Here are some highlights:
- The anointing of Jesus at Bethany, the Last Supper, the Garden of Gethsemane, Jesus' arrest, his appearance before the high priest and elders, and Peter's denial in Matthew 26 are mostly taken straight, sometimes almost word for word, from Mark 14.
- Matthew 27 is mostly Mark 15 but with some unique features. For example, only Matthew among the Gospels shows Judas with buyer's remorse. Only in Matthew does it say that Judas hanged himself. Here is also one of the minor distinctions between the Gospels. In Matthew the priests buy the field where Judas' body ends up while in Acts 1 Judas himself buys the field.
- Matthew uniquely tells of the people saying to let Jesus' blood be on their own hands. Some in history have used this verse as an instrument of anti-Semitism, a good example of people twisting the Bible's words in order to do evil. If we recognize that Matthew was written after the destruction of Jerusalem, however, this verse comes to give an implicit explanation to Matthew's audience of why God allowed Jerusalem to be destroyed in AD70.
- Matthew 28 has some unique post-resurrection features that are not found in any other Gospel.

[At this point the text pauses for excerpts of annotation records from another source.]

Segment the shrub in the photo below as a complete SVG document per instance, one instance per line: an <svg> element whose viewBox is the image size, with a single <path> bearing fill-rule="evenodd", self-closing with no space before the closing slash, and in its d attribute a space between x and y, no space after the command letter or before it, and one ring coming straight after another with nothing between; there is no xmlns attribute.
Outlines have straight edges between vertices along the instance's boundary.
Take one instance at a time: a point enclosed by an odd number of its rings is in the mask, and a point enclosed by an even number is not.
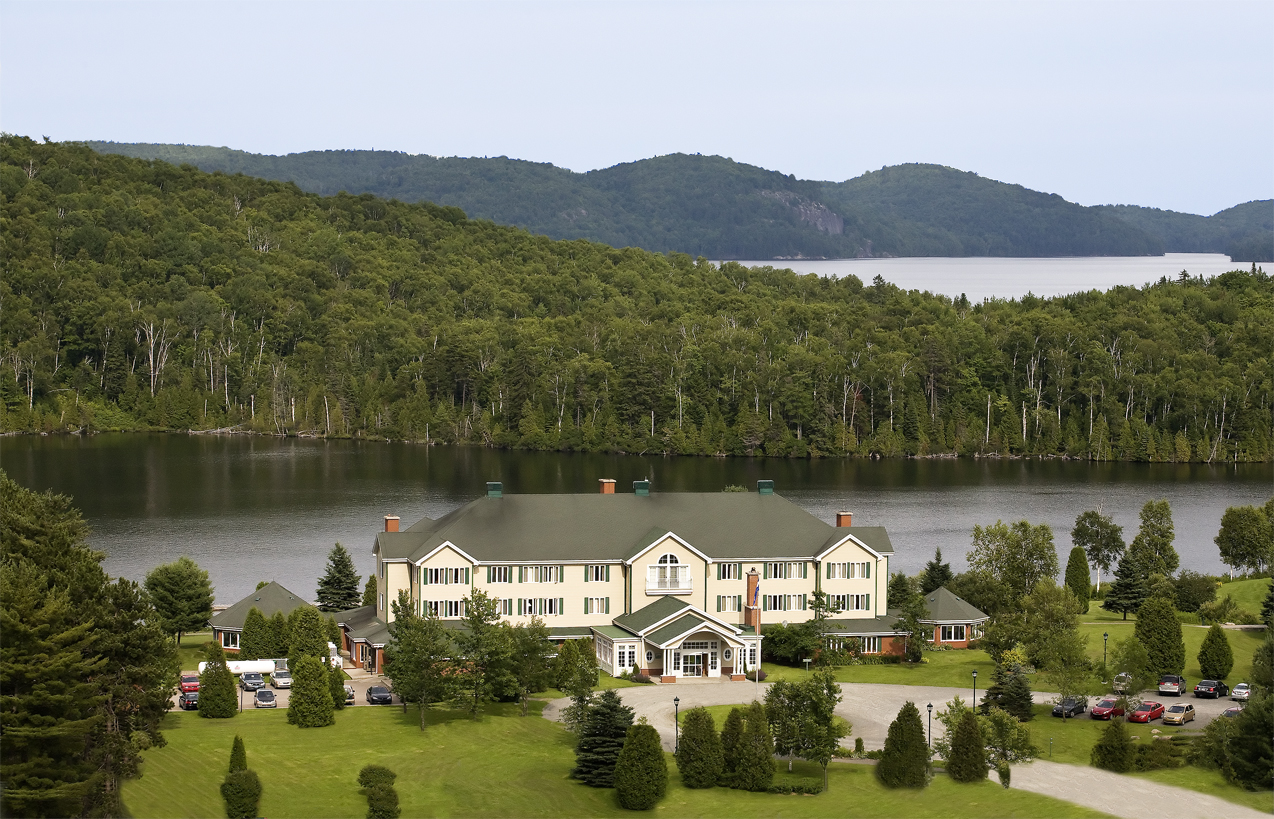
<svg viewBox="0 0 1274 819"><path fill-rule="evenodd" d="M712 715L707 708L685 712L680 740L676 745L676 769L685 787L716 787L725 759L721 736L716 732Z"/></svg>
<svg viewBox="0 0 1274 819"><path fill-rule="evenodd" d="M261 801L261 780L256 771L232 771L222 782L222 799L225 800L227 819L252 819L257 815Z"/></svg>
<svg viewBox="0 0 1274 819"><path fill-rule="evenodd" d="M627 810L650 810L668 790L668 762L659 731L640 722L628 729L615 763L615 796Z"/></svg>
<svg viewBox="0 0 1274 819"><path fill-rule="evenodd" d="M929 743L916 703L908 701L889 723L889 734L877 766L877 778L885 787L929 785Z"/></svg>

These include the soldiers at the tomb and the Great Commission.
- Although there are some very intelligent outliers, the vast majority of experts on the text of Mark do not think that 16:9-20 were part of the original version of Mark. I personally think that these verses are a pastiche of the resurrection narratives of Matthew, Luke, and John. So someone in the second century added these verses to their copy of Mark because 16:8 didn't seem like an appropriate ending. I also have a hunch there was another original ending that was lost at a very, very early date. Some think the ending of Matthew gives us a good sense of what the original ending of Mark was like.
- The incident of the soldiers at the tomb has one very interesting feature. It implies that even some 40+ years after the resurrection, no one had yet produced Jesus' body or claimed to have it. Those who opposed the resurrection accepted that there was an empty tomb.
- The Great Commission is given in Galilee, not Jerusalem, so unless Luke has intentionally moved the location, this scene is not the same event as the ascension in Acts 1.
- The Great Commission is more about discipleship than evangelism as we think of it today. It is not about getting people to pray a sinner's prayer, baptizing them, and then leaving them alone in their eternal security. It's not only about getting them in the body of Christ but, even more significantly, about teaching them all of Jesus' commands, IMO.